Dentro de la historia religiosa itálica, los etruscos actuaron como mediadores entre los impulsos griegos y la religión romana en formación. El hecho de que Uni pasara más tarde al culto estatal romano como Iuno ilustra este papel de mediación, que merece especial atención en la ciencia de las religiones.
El nombre Uni está atestiguado en numerosas inscripciones etruscas. Como muchos teónimos etruscos, su etimología es controvertida. Las propuestas oscilan entre ‘la Superior’ y ‘la Una’. La Editio Minor de Helmut Rix recoge los testimonios.
Los epítetos de Uni son Uni Aluseti, Uni Cupra (en el Piceno) y Uni Mater. La conexión con Cupra es interesante porque remite a un tipo de diosa itálica prerromana. También en el Lacio y en Umbría se veneraban diosas bajo nombres similares, lo que documenta la difusión del tipo Uni.

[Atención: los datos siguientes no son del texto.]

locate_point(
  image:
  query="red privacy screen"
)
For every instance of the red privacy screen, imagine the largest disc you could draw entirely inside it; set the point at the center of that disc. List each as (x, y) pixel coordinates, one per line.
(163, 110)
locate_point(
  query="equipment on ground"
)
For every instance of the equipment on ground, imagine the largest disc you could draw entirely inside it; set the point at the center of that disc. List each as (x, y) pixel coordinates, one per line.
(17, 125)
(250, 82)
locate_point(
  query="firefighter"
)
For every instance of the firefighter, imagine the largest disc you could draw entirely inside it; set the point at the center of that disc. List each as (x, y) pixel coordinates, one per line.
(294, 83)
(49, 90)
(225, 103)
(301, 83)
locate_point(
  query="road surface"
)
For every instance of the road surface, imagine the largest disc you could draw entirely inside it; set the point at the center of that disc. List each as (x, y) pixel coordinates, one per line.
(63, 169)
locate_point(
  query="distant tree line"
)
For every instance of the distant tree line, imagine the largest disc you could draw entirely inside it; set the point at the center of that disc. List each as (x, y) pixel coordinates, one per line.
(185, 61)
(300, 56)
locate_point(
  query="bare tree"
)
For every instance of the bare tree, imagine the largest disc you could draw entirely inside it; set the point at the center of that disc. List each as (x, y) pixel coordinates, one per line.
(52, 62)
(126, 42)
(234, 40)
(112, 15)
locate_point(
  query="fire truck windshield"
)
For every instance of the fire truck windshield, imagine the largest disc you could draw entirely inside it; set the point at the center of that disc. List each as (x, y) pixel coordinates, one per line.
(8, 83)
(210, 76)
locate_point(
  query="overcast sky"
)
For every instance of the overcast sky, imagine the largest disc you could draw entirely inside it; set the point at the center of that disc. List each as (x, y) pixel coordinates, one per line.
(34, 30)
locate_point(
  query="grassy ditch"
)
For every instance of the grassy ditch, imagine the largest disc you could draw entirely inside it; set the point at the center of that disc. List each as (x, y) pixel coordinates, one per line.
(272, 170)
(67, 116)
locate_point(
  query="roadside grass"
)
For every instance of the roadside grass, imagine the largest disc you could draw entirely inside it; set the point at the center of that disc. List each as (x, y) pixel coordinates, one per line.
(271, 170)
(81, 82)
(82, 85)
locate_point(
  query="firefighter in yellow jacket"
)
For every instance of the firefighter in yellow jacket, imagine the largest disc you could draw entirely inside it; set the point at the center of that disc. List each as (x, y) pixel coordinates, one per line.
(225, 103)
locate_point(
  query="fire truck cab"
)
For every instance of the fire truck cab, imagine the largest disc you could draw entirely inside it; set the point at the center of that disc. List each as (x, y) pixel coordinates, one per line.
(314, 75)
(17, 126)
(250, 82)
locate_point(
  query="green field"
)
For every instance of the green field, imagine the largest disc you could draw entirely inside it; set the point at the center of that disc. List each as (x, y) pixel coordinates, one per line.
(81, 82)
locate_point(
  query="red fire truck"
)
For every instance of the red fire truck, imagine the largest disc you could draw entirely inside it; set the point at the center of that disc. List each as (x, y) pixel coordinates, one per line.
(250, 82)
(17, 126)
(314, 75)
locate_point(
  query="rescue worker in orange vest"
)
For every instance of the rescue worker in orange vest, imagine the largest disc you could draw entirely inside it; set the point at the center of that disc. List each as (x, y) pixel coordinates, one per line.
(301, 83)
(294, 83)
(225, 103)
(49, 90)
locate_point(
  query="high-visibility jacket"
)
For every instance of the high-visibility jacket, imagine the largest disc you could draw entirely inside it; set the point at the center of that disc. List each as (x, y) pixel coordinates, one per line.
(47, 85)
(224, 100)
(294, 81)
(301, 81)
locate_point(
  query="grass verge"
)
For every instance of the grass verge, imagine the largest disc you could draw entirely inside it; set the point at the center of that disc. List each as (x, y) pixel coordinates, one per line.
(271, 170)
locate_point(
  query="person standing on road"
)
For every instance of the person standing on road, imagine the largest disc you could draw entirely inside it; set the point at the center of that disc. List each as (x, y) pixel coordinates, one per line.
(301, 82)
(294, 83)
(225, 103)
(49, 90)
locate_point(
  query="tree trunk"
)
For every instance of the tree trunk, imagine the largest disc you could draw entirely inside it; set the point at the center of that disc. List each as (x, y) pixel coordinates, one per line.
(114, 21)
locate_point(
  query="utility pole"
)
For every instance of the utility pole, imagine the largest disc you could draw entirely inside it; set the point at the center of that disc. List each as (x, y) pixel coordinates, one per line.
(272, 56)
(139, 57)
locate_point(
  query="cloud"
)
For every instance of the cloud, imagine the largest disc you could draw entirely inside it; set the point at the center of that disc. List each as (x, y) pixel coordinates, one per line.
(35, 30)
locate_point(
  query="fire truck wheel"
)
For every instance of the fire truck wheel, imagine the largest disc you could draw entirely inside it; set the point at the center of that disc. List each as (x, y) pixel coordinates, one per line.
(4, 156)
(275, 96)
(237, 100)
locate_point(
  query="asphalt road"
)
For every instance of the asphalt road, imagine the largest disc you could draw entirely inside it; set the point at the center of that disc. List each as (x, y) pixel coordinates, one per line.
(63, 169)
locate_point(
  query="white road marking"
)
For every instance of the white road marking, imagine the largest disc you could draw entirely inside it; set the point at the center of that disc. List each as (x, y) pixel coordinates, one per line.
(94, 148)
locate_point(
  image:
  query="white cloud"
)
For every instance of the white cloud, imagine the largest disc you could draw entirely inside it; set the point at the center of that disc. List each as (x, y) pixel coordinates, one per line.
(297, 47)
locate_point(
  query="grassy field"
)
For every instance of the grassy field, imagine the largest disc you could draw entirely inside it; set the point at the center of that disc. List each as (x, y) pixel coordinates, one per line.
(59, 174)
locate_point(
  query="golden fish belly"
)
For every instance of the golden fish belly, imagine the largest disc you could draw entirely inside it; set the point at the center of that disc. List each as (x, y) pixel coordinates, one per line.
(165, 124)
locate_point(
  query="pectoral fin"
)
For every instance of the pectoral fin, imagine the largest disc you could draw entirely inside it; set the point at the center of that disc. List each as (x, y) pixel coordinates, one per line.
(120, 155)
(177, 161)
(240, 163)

Lingüísticamente, el etrusco ocupa una posición singular: se considera aislado o se adscribe a una hipotética familia tirrena a la que también podrían pertenecer el lemnio y el rético. La investigación trabaja desde el siglo XIX en el desciframiento de los textos sin haberlo concluido, razón por la cual la interpretación de nombres como Uni sigue abierta.
La colección epigráfica de referencia del corpus lingüístico etrusco es la Editio Minor de Helmut Rix; en ella se reúnen también los testimonios del nombre Uni. Se han añadido desde entonces el Thesaurus Linguae Etruscae y la base de datos en línea ETP, el Etruscan Texts Project.
Ya en la Antigüedad las opiniones sobre el origen de los etruscos eran divergentes: Heródoto los hacía llegar de Lidia como inmigrantes, mientras que Dionisio de Halicarnaso los consideraba itálicos autóctonos. Esto es significativo desde el punto de vista de la historia de las religiones, pues de ello depende si la religión etrusca, y con ella diosas como Uni, mantiene vínculos con cultos de Asia Menor.
Uni es representada en el arte etrusco como una mujer majestuosa y vestida, frecuentemente con diadema, cetro y pátera (escudilla de libaciones). A veces lleva velo. En los espejos etruscos aparece con frecuencia en escenas mitológicas, a menudo con la inscripción ‘Uni’.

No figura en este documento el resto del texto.